Istanbul holds a very special position, both geographically and in the history of world culture. The City has for me a special meaning, too, since historically it has been the bridge between Asia and Europe, between the cultures of the East and the West, between the world of Islam and the non-Muslim world. Istanbul embodies a theme which is of particular interest to me, personally, which is the dialogue of cultures. Whether it occurs along the great trade routes, over land or over sea, or whether it occurs for reasons essentially geographic, this dialogue of cultures has nearly always resulted in an upsurge of creativity, in a continuing cultural renewal.
In my view, this dialogue is more essential today than ever.

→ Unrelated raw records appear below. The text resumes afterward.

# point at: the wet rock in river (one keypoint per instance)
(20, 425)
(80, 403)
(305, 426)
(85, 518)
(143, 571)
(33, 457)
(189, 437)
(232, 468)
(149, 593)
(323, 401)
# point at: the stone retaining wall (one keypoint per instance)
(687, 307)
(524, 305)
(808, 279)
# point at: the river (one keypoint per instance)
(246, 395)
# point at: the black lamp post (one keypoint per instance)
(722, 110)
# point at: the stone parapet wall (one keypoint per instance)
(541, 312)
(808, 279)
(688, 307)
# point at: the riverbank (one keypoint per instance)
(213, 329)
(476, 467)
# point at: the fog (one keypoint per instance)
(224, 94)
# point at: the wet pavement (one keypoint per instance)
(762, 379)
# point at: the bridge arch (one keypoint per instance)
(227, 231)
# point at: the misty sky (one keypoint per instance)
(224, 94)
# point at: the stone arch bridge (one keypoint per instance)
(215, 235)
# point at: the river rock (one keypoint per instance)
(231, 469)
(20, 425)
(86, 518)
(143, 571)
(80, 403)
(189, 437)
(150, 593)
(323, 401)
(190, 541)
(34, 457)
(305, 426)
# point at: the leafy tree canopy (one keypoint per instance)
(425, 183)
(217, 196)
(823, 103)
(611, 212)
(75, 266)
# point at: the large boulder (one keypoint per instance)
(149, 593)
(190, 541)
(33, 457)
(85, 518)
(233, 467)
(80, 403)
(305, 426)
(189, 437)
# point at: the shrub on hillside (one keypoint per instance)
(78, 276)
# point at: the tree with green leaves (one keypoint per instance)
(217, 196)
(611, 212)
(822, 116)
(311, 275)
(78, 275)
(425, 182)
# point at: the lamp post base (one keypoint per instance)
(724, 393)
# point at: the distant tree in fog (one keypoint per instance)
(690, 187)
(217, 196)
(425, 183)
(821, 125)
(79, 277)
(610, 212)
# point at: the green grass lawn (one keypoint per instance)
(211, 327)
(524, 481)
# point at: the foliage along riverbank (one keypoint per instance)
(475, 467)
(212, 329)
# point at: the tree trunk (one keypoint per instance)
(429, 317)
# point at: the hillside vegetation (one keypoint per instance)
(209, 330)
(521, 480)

I should like also to express my most sincere thanks to the Sakip Sabanci Museum and in particular to the Chairperson of its Board, Ms Güler Sabançi, as well as to Dr. Nazan Ölçer, for hosting this presentation of some of the works from the collection of the future Aga Khan Museum. I am delighted that this should take place precisely this year, when Istanbul is being celebrated as the Cultural Capital of Europe, a distinction which, if I may be permitted to say so, is amply justified.